Le temps était toujours beau, le ciel pur et sans nuages.

Au moment où le soleil se penchait à l'horizon, l'embarcation arriva près du cap Désappointement.

—Ne distinguez-vous pas une colonne de fumée, au-dessus de la falaise dit Jacques à son maître.

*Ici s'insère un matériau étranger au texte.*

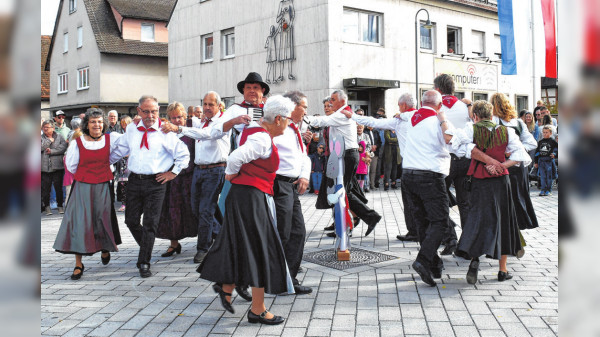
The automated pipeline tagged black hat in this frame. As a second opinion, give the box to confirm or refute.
[238,72,270,96]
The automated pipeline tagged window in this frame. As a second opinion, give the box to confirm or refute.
[77,27,83,48]
[58,73,69,94]
[63,33,69,53]
[141,23,154,42]
[69,0,77,14]
[202,34,213,62]
[221,28,235,58]
[471,30,485,57]
[77,67,90,90]
[473,92,487,102]
[420,21,435,51]
[446,26,462,54]
[344,9,382,45]
[515,95,529,113]
[494,34,502,60]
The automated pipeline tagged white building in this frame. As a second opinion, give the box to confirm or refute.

—Je la vois depuis une dizaine de minutes. Ce sont nos Chinouks sans doute. Nous aborderons dans cette anse, sur la droite.

Et il indiquait du doigt une étroite baie, plantée de roseaux.

Ils attérirent, cachèrent le bateau dans les roseaux, renouvelèrent l'amorce de leurs carabines et se mirent à grimper en silence le long de la côte. L'escalade était difficile, mais tous étaient exercés ces sortes d'ascensions. Bientôt, ils atteignirent le faîte du cap Désappointement.

—Halte! fit Poignet-d'Acier qui rampait en avant. Ses compagnons s'arrêtèrent.

—Avancez-vous derrière ces broussailles, reprit-il en montrant des buissons qui hérissaient la crête de la falaise. J'aperçois les Peaux-Rouges. Ils ne soupçonnent pas notre présence; au mot feu! tirons tous ensemble.

Moins d'une minute après, cinq coups de carabine faisaient résonner les échos de la côte.

Quatre Chinouks tombèrent; les autres prirent la fuite en poussant des hurlements épouvantables.

Cependant Chinamus, le sorcier, qui n'avait été que blessé, se jeta sur
Ouaskèma, en s'écriant et brandissant son tomahawk:

—La vierge clallome doit mourir en l'honneur de Scoucoumé, le grand
Esprit du Mal, elle mourra!

La redoutable massue frappa la captive, et, à ce moment, à ce moment suprême, une nouvelle détonation retentit: le jeesukaïn roula, en se tordant dans les convulsions de l'agonie, à côté des quatre victimes que venaient de faire les balles des trappeurs.